A peaceful game of baseball in a park on the South Side of Chicago looks ordinary, but for the players, it is a rare and much-needed morale boost.
Temporarily sheltering in a shuttered school next to the park, the newly arrived migrants get to do something they love for one afternoon every Sunday.
"It's a relaxing distraction. It's a good thing," said 22-year-old Alejandro Bella, a Venezuelan migrant who's been staying at the shelter for three months. He said he's looking for a "steady job" to send money back home to his mother and other relatives.
The "Sunday Sports" sessions are organized by two childhood friends and local residents who empathized with the migrants due to their own immigration stories.
When the city opened the shelter earlier this year, John Sianghio, who lives next door, thought it would be great to help his new neighbors with ways to get some fresh air and exercise.
He contacted his friend Otto Rodriguez who was the perfect fit as the Chicago director of Soccer Street USA — a national soccer nonprofit.
"The experience is elevated so that there is some respect and some dignity to these folks that in so many cases have been stripped of that dignity," explained Sianghio, who came to the U.S. as a child from the Philippines.
Every Sunday, the two friends and their interns show up at the park armed with donated clothes and shoes.
"A lot of the [migrants] have expressed to us that this is something they can do without stressing about their current situation," explained Rodriguez, whose parents are from Guatemala.
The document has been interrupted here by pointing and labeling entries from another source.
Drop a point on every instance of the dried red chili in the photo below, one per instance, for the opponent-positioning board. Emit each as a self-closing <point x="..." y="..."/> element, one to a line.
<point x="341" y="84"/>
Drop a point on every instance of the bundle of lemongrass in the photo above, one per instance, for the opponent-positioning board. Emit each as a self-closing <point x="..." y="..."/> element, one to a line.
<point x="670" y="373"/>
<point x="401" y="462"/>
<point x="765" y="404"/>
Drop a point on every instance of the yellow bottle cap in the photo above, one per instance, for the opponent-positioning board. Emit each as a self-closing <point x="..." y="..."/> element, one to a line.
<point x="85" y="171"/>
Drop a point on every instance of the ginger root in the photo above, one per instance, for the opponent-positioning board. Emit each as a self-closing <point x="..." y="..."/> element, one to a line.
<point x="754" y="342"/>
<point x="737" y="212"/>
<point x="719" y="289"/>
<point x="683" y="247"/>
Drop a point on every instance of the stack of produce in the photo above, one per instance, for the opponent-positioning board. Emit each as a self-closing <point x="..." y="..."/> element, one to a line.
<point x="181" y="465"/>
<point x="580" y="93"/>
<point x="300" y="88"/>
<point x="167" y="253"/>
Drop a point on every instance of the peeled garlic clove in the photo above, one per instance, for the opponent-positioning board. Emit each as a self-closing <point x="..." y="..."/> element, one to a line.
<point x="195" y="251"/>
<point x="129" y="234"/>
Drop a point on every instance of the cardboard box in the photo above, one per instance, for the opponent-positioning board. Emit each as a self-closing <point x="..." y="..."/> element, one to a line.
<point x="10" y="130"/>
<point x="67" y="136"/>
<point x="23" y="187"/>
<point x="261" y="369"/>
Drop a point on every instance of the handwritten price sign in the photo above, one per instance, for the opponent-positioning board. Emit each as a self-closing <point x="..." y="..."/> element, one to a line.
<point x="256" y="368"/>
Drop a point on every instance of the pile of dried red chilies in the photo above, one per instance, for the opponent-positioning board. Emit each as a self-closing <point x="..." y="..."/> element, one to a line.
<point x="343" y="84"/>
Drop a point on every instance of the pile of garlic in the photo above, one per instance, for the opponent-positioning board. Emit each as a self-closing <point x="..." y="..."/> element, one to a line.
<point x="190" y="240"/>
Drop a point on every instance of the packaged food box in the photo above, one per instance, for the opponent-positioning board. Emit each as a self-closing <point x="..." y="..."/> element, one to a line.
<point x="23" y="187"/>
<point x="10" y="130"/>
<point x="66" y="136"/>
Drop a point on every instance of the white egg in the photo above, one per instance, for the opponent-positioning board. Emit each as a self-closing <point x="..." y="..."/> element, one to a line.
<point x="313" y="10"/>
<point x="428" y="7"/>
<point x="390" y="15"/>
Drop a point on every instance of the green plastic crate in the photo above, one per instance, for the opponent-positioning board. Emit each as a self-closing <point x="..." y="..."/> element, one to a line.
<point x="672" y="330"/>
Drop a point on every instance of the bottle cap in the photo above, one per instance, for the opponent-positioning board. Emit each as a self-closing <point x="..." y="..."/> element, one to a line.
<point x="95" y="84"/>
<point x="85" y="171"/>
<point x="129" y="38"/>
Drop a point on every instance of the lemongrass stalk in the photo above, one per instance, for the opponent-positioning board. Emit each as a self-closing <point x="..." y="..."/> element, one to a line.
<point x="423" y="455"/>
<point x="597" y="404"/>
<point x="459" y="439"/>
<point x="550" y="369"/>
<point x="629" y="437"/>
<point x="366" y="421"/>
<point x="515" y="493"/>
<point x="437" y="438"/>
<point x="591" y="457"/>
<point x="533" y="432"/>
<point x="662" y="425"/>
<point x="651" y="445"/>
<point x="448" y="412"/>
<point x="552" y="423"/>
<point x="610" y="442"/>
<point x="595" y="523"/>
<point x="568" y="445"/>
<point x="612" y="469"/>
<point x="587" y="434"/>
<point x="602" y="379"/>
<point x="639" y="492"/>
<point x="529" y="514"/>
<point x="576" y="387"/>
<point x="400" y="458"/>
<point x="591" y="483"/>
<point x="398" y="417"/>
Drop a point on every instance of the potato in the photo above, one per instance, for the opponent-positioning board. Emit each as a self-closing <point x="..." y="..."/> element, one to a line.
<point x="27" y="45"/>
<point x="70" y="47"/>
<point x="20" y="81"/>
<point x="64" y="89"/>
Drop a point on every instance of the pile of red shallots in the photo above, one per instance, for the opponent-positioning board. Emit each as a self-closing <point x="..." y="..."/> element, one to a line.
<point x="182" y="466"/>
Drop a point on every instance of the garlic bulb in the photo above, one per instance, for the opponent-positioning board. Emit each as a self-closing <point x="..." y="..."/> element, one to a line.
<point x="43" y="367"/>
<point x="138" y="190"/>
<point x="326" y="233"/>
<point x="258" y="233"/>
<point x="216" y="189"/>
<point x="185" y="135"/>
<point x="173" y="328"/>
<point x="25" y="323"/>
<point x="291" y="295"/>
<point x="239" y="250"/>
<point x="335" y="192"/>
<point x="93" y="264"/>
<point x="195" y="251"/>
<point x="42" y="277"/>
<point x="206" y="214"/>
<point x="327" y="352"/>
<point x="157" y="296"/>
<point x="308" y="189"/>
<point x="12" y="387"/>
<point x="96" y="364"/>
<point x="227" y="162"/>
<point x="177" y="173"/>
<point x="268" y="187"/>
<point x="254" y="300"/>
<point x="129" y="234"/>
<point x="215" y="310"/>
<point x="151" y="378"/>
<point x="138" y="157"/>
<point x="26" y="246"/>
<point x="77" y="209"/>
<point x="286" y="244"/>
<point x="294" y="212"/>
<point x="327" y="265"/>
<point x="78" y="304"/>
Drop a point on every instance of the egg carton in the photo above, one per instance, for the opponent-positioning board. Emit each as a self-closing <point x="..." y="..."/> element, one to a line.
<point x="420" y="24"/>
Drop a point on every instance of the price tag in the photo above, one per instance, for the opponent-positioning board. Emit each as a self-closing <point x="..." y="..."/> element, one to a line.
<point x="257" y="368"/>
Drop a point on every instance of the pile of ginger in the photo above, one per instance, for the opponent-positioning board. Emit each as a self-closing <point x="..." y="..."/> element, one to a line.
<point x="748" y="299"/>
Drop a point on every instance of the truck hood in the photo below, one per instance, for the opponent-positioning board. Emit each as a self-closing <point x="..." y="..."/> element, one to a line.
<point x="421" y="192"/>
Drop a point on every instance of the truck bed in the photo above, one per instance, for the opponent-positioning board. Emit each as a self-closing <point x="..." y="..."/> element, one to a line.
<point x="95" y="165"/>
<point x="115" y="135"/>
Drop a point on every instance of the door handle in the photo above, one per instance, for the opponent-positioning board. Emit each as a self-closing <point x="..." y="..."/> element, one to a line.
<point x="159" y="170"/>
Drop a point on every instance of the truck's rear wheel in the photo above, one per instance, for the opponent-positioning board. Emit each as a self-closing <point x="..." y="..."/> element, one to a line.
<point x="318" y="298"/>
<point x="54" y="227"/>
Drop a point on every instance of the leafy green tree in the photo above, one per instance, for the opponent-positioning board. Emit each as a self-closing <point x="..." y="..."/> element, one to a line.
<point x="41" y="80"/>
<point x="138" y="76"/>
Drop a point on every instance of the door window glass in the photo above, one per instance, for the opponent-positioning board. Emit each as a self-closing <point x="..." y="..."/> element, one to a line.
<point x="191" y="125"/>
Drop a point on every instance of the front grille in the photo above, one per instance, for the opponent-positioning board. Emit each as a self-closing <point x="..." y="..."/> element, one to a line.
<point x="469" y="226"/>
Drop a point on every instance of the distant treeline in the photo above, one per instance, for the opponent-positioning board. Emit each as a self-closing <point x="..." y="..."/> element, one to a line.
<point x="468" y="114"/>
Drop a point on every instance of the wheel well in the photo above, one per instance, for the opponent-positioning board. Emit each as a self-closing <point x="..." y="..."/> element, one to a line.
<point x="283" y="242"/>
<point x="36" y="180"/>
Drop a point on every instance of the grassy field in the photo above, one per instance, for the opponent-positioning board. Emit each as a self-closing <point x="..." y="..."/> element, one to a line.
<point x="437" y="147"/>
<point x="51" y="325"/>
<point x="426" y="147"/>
At first, the two friends only organized soccer. But the asylum seekers — who are mostly from Venezuela — quickly explained that they also love baseball.
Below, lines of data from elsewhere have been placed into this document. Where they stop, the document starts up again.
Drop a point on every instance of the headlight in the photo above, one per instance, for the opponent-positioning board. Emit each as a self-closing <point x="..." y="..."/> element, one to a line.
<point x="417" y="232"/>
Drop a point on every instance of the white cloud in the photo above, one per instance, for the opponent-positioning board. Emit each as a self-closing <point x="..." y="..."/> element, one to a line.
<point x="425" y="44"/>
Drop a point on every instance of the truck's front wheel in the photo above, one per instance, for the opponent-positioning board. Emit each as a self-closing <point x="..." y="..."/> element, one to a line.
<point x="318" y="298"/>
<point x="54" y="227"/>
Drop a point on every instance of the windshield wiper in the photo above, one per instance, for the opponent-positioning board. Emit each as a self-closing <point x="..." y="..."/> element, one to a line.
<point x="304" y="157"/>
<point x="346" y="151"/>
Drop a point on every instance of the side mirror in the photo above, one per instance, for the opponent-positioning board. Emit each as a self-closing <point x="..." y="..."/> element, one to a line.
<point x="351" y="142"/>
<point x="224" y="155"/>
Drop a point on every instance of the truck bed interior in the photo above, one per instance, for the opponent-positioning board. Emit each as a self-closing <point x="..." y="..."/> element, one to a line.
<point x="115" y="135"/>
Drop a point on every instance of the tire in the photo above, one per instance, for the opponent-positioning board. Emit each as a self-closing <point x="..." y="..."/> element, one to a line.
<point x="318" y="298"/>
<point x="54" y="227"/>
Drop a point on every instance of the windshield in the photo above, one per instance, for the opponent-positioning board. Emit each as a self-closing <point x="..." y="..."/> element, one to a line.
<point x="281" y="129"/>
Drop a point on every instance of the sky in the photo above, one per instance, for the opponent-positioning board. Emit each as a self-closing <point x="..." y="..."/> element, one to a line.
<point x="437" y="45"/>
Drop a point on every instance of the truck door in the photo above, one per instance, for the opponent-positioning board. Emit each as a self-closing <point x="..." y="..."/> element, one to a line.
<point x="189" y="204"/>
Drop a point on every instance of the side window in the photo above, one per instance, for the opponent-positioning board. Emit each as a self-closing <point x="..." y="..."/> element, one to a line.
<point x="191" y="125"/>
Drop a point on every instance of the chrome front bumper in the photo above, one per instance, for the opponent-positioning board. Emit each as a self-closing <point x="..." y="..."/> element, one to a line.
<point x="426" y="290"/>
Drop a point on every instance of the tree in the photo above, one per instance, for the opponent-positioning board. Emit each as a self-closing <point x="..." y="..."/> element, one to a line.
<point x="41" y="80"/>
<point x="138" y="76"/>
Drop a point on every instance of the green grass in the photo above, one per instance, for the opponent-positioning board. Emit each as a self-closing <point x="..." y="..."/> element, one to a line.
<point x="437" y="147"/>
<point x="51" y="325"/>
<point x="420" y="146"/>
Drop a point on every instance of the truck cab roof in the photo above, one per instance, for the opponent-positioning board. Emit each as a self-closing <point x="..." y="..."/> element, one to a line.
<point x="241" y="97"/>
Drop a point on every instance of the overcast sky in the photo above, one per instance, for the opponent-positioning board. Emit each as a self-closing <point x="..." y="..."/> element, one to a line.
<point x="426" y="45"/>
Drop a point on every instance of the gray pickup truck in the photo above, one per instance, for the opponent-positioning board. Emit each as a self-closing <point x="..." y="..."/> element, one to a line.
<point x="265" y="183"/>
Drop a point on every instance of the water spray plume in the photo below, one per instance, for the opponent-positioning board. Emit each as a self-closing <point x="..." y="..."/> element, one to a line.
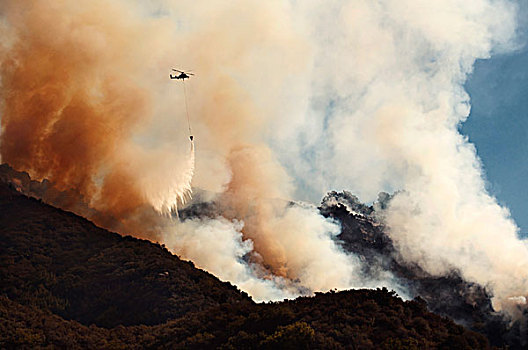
<point x="294" y="98"/>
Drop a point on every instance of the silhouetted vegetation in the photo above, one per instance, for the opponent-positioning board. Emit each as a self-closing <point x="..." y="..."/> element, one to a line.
<point x="67" y="284"/>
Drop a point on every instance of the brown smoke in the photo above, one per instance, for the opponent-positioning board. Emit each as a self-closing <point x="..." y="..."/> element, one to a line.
<point x="87" y="104"/>
<point x="69" y="105"/>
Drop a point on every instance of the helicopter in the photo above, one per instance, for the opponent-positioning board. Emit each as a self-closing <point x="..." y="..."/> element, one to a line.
<point x="181" y="76"/>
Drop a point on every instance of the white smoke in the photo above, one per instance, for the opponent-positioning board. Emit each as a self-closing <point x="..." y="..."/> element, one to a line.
<point x="290" y="100"/>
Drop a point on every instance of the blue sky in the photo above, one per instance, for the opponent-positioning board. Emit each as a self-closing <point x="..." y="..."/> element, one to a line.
<point x="498" y="126"/>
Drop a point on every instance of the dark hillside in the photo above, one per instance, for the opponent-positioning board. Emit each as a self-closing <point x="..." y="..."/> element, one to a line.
<point x="65" y="283"/>
<point x="58" y="261"/>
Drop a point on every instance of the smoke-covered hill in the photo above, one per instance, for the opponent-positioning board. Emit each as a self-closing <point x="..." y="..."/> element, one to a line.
<point x="67" y="283"/>
<point x="449" y="295"/>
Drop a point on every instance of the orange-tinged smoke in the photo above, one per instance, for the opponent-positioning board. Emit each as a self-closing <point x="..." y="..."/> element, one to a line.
<point x="87" y="104"/>
<point x="70" y="105"/>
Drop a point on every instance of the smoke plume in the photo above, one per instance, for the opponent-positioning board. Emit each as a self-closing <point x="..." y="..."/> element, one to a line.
<point x="289" y="100"/>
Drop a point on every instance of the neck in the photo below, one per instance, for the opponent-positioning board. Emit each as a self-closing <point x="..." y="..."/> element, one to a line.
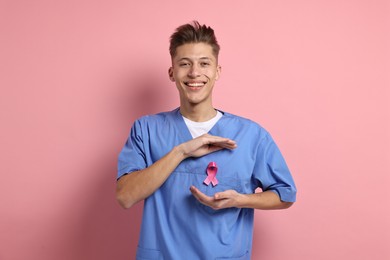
<point x="198" y="113"/>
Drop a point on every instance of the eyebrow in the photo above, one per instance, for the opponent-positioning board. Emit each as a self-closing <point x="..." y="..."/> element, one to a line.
<point x="201" y="58"/>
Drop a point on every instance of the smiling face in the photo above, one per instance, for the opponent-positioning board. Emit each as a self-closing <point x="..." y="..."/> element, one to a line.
<point x="195" y="70"/>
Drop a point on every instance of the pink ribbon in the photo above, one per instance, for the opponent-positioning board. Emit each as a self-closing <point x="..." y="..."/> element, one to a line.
<point x="211" y="174"/>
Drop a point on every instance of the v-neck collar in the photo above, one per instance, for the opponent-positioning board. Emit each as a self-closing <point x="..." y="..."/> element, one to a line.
<point x="185" y="132"/>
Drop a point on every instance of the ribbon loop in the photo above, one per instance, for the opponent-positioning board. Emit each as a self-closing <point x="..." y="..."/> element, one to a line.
<point x="211" y="174"/>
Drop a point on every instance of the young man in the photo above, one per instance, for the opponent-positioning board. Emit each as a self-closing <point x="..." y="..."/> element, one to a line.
<point x="197" y="168"/>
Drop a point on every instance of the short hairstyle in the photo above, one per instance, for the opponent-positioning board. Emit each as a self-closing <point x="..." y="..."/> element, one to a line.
<point x="193" y="33"/>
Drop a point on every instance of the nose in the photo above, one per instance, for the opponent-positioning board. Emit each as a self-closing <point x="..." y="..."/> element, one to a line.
<point x="194" y="71"/>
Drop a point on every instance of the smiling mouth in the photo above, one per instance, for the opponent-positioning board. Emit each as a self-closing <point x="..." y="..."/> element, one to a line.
<point x="195" y="85"/>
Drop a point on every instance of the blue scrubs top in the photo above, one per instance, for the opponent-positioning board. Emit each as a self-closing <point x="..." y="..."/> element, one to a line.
<point x="174" y="224"/>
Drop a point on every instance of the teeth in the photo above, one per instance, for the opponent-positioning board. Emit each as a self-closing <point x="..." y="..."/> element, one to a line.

So, Rodriguez and Sianghio brought in Leonard Thomas, a neighbor who's a baseball coach and owns a bunch of equipment.
"I appreciate John and Otto bringing this to me because it's been fun," said Leonard, adding that "no matter your skin color, language barrier, whatever orientation that may be, everybody deserves a better life for themselves. And that's all [the migrants] want."
For Bella — one of the asylum-seekers — 'Sunday Sports' offer a huge emotional release.
"I want to thank Otto and his friend because they are kind people. They help us," he said.
The former school is one of 10 sites housing migrants across Chicago. It is currently home to roughly 600 asylum-seekers. When it opened, there was serious pushback from some residents who felt their under-resourced community was not a good fit.
Today, some are still unhappy.
"They stay out there all night making noise and everything," said local resident Luis Cardone.
Others, like the coaches, stress that the vast majority of newcomers don't bother anyone.
Still, recognizing that there is some tension, the two childhood friends hope to make things better by encouraging more migrants and more residents to come out and play together.
"To at least to begin some conversation between the two sides. And even if there is a language barrier, like Otto likes to say, the ball doesn't have a language," Sianghio said.